Acutus Medical, a Carlsbad, California company, won European approval for its AcQMap contact mapping software. The company also won FDA clearance for its second generation AcQMap platform to be sold in the United States.
The technology, used during cardiac ablation procedures, creates volumetric images of the atrial anatomy using ultrasound At the same time, contact-free charge density is used to generate high-definition 3D electrical maps of the heart. Physicians get a full-chamber, live, and beat-by-beat look at the conductive activity that generates arrhythmias. With this information, one can make informed decisions on what tissue to ablate, perform the ablation, then redo the mapping, and ablate again as necessary.

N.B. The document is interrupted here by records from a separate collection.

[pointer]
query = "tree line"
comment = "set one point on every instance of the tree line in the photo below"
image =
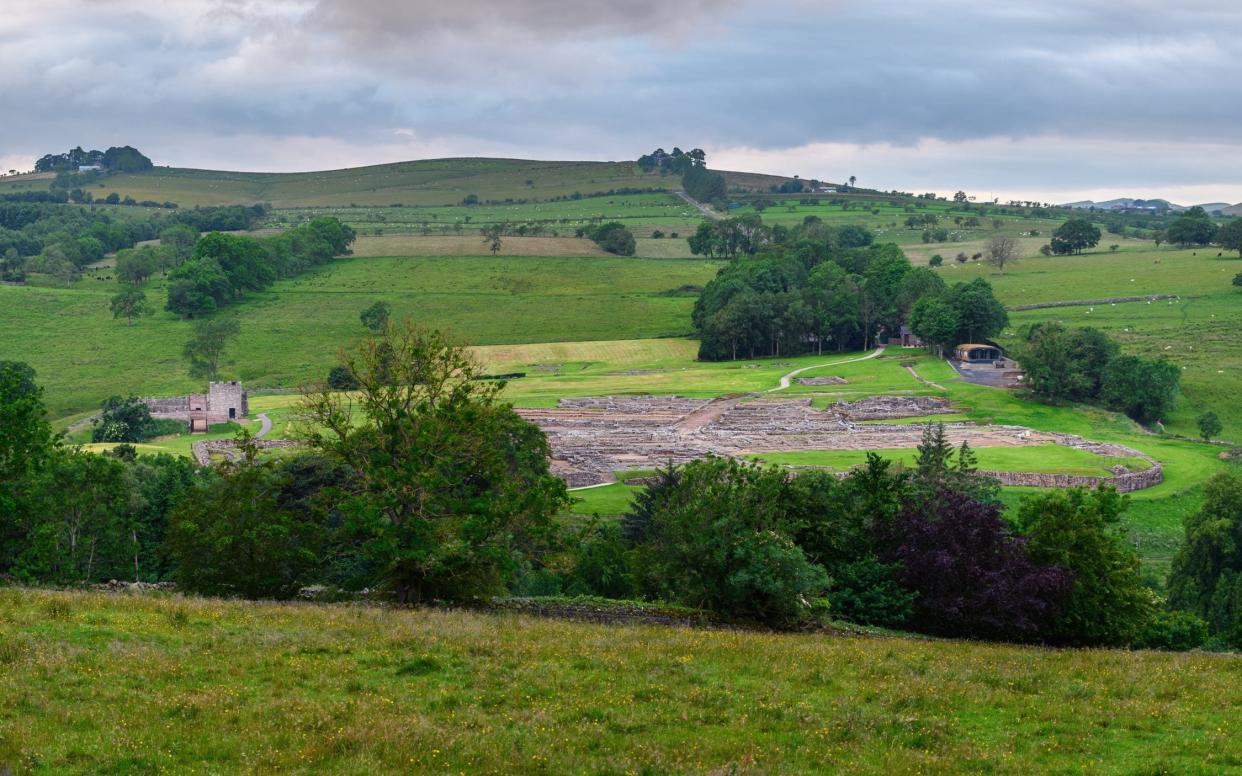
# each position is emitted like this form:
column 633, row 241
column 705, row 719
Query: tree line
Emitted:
column 224, row 267
column 814, row 286
column 1086, row 365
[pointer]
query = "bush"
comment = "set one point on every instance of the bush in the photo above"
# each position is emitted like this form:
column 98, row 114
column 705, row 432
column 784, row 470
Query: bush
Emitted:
column 1174, row 631
column 340, row 379
column 719, row 538
column 614, row 237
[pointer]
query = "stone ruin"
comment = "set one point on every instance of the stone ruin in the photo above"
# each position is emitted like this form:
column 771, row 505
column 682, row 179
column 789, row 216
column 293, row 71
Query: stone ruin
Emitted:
column 222, row 402
column 593, row 438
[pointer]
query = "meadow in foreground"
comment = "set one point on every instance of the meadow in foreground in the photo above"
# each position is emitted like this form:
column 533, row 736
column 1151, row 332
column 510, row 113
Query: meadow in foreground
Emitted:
column 144, row 684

“The contact mapping speed with the new Acutus system was extremely fast, which made it very easy to use,” said Dr. Christian Meyer, University Medical Center Hamburg-Eppendorf, Hamburg, Germany, in a published statement. “Clinically, having this capability available on one system that also does non-contact mapping allows me to do exactly what makes sense case-by-case. For routine cases, my treatment strategy can be confirmed using conventional mapping catheters. In more complex cases, such as atrial fibrillation, I can gather more comprehensive data about each patient’s anatomy and arrhythmia in real time with the non-contact charge density catheter, making AcQMap the complete atrial mapping solution.
The current version of AcQMap software works on the first and second generation of the AcQMap platform.